Optimal dividend problems for a jump-diffusion model with capital injections and proportional transaction costs
Chuancun Yin, Kam Chuen Yuen

TL;DR
This paper investigates optimal dividend and capital injection strategies for a company with a jump-diffusion surplus process, considering transaction costs and different control constraints, providing explicit solutions for various optimization problems.
Contribution
It introduces a comprehensive model for surplus control with jump-diffusion dynamics, deriving explicit optimal strategies under proportional transaction costs and different capital injection constraints.
Findings
Explicit optimal strategies identified for each problem type.
Value functions characterized for jump-diffusion surplus processes.

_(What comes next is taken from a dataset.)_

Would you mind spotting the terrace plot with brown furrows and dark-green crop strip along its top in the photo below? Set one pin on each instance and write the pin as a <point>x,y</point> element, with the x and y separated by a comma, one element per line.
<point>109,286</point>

Strategies adapt to different constraints and profit distributions.
Abstract
In this paper, we study the optimal control problem for a company whose surplus process evolves as an upward jump diffusion with random return on investment. Three types of practical optimization problems faced by a company that can control its liquid reserves by paying dividends and injecting capital. In the first problem, we consider the classical dividend problem without capital injections. The second problem aims at maximizing the expected discounted dividend payments minus the expected discounted costs of capital injections over strategies with positive surplus at all times. The third problem has the same objective as the second one, but without the constraints on capital injections. Under the assumption of proportional transaction costs, we identify the value function and the optimal strategies for any distribution of gains.